La philautìa, l'amore di sé medesimo, per cui l'uomo di se stesso soverchiamente si compiace, genera la concupiscenza; il temerario consiglio pel quale l'uomo giudica le cose, avanti di averle a sufficienza esaminate e discorse, fa nascere l'errore: la ferocia della corrotta natura che maggiormente s'irrita ed inacerba, quando più l'uomo le compiace e l’accarezza, produce la perturbazjone dell'animo .
La concupiscenza viene eccitata dalle cose di cui sentiamo detto, cioè dalle cose finite [notare la forte analogia col pensiero dantesco]; ella è eccitata pei sensi, i quali al corpo appartengono. Le cose del corpo son mosse;dunque la concupiscenza è eccitata da cose finite corporali.(...)
In quella sapienza dei sensi consiste l’umana stoltezza. Siffatta disconoscenza della verità è il fonte donde sgorgano tutte le miserie umane. ....il corpo è quello che comunica all’animo la bruttura
che nominasi concupiscenza...Quindi nasce l'odio immortale degli stolti inverso lor medesimi; quindi... quell’ansia perpetua di correre senza mai posarsi, dall'uno in altro corporale difetto; quelle smodate allegrezze che tosto in doglianza si trasmitano...(...)
La concupiscenza... è incitata dalle cose finite corporali, dalle utilità che si riportano al corpo.

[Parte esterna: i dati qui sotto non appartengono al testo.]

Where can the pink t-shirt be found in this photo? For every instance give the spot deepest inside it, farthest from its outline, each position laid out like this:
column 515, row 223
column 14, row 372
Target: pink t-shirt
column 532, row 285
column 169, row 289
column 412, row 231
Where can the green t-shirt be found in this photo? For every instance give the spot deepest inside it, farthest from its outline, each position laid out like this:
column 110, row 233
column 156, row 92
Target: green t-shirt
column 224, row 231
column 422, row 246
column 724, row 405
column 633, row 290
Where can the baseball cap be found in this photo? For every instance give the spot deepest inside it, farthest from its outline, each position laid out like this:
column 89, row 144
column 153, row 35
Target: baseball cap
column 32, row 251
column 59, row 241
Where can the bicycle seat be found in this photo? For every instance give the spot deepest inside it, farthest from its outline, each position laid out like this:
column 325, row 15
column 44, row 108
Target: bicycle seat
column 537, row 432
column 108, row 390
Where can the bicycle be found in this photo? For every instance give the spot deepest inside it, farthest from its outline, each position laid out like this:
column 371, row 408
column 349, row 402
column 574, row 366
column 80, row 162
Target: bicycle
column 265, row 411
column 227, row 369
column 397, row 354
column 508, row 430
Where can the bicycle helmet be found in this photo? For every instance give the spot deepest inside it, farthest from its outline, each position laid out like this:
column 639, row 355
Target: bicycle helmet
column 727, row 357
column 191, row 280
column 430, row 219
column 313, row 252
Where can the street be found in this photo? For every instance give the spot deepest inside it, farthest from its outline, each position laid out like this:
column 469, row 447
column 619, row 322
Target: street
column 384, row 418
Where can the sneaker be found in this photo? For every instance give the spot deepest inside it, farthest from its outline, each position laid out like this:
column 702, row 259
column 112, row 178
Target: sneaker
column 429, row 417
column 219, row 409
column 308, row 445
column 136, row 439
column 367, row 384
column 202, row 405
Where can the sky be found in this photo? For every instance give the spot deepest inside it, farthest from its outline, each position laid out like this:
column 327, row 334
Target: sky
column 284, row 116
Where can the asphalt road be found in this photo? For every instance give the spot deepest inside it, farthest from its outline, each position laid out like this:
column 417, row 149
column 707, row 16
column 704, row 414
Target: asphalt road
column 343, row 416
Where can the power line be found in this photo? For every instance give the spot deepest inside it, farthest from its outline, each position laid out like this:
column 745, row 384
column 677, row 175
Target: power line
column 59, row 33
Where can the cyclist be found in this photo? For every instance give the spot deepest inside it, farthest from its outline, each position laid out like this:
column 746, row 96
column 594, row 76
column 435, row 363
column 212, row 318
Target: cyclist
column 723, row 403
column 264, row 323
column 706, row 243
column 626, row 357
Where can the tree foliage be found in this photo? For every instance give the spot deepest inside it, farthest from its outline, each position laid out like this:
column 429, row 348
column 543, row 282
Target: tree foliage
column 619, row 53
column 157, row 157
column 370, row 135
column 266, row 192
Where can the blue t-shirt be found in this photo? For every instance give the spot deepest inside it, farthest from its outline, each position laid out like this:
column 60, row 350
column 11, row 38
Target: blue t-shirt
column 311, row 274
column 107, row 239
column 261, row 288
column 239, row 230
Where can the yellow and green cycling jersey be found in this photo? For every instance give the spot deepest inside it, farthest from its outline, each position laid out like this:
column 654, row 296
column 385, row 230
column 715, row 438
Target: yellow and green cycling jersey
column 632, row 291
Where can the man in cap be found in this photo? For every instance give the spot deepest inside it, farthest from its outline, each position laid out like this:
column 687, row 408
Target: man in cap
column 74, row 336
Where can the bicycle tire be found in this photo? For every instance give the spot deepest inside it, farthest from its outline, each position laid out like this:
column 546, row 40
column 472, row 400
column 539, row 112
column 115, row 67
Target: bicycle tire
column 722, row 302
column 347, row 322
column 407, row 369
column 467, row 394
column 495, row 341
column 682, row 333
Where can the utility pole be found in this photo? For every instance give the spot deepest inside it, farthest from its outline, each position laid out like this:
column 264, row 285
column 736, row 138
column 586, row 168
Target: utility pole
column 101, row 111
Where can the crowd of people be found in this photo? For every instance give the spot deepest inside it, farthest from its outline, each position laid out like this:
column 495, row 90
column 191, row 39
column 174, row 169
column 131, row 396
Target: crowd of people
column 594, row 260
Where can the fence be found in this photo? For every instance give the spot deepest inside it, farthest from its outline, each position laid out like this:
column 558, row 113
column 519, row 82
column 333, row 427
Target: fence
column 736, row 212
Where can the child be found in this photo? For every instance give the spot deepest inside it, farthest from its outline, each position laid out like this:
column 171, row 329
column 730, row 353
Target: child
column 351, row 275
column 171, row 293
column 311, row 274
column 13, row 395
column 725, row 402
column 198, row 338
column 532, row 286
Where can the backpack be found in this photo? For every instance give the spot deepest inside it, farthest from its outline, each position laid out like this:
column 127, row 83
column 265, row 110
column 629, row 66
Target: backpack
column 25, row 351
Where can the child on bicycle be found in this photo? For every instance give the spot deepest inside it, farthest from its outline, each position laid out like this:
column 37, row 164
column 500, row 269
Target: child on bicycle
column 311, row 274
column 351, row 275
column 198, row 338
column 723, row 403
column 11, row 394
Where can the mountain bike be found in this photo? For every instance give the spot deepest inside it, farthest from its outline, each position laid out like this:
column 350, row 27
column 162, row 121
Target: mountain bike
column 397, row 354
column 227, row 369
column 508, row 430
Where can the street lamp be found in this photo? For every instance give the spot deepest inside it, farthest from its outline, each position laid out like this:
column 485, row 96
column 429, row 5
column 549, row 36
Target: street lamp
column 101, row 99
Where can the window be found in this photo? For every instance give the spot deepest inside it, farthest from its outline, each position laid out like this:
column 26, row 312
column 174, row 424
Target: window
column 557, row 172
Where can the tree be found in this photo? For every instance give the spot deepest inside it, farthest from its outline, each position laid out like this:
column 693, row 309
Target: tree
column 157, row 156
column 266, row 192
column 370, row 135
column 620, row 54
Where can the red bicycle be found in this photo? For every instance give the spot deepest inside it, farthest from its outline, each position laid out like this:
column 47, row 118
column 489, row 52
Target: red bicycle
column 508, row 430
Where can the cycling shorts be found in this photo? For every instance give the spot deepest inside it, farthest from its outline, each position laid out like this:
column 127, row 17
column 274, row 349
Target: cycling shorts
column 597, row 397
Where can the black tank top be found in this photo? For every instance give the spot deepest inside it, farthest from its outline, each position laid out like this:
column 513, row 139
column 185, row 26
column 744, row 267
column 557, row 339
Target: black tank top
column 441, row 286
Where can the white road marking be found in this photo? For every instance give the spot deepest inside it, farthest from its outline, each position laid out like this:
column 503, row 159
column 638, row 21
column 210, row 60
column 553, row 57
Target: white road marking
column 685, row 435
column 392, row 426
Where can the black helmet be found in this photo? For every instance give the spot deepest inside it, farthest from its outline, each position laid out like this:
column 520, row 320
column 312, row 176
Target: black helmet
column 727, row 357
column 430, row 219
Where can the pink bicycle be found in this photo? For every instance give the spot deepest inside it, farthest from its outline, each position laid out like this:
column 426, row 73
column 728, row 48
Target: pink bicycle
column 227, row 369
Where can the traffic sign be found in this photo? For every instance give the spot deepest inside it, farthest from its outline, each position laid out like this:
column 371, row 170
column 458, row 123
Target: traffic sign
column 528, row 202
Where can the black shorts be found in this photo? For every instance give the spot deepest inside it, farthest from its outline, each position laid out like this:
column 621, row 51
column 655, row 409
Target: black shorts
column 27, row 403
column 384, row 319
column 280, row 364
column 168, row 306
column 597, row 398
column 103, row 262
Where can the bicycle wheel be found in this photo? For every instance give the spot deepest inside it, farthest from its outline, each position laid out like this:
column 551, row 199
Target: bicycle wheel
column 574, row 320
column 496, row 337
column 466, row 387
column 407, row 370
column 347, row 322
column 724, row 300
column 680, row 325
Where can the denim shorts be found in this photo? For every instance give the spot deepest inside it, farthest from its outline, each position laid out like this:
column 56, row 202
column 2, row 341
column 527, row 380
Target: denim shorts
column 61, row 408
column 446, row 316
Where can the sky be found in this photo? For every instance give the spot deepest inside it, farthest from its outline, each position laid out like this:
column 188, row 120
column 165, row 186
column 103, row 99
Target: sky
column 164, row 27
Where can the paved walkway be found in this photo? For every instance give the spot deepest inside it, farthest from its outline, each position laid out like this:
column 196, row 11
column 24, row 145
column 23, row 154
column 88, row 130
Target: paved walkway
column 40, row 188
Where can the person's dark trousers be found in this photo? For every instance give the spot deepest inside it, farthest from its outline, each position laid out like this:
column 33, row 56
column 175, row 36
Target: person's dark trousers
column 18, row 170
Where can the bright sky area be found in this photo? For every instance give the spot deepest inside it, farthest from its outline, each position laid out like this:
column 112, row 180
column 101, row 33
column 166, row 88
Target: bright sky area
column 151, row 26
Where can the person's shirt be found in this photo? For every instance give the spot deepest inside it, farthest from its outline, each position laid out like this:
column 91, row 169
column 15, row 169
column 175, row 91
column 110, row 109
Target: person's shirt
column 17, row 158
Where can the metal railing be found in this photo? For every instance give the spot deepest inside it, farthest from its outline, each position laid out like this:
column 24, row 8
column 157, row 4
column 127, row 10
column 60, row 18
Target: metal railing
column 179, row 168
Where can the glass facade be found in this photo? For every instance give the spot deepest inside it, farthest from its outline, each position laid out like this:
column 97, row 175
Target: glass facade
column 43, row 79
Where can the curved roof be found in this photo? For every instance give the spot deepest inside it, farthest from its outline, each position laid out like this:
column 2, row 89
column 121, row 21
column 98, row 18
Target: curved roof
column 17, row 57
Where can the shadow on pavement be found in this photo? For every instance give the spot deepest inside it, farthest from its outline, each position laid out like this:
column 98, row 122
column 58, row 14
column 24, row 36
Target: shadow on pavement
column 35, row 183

In conseguenza del peccato originale contratto dal genere umano, per la caduta di Adamo... il fallace giudizjo dei sensi toglie la mente dell'uomo dalla pura contemplazione dell'eterna verità, e lo conduce ad agognare quelle cose che sempre tramutano, e sempre gli sfuggono...Ma l'uomo dovunque volga lo sguardo non può perdere la veduta di Iddio...(...) Laonde, nell'uomo corrotto non sono del tutto spenti i semi della ventà, e questi coll’aiuto d'Iddio, valgono a fargli dispiegare una forza che contrasta alla corruzione della natura...”
Per necessità di spazio, ho dovuto ridurre al minimo la citazione, ma mi sembra che, comunque, il concetto vichiano del dualismo morale nell'uomo appaia ben chiaro. Similmente, si esprime nei capitoli iniziali del "De constantia iurisprudentis". C'è da parte di Vico un forte tentativo di conciliare I dogmi della fede biblica con quelli della sua ragione storica, ma al di là del problema critico di tale conciliazione, resta il fatto che la presenza del male nell'uomo non dipende se non da lui stesso, per sua colpa e per scelta delle cose finite e materiali rispetto a quelle infinite e spirituali. Pochi decenni dopo è Jean Jacques Rousseau
a valutare l'uomo in forme ancora più negative e pessimistiche. Appare interessante rilevare come Voltaire, che lo criticò per il suo eccessivo ottimismo per la natura e per tutto ciò che appare primitivo, anche in polemica con l'ottimismo leibniziano, non fu però meno aspro nei confronti della natura umana: in questo senso, basti ricordare di Voltaire il suo "Candide" e le molte novelle, dove certamente gli esseri umani non fanno, in generale, un'ottima figura.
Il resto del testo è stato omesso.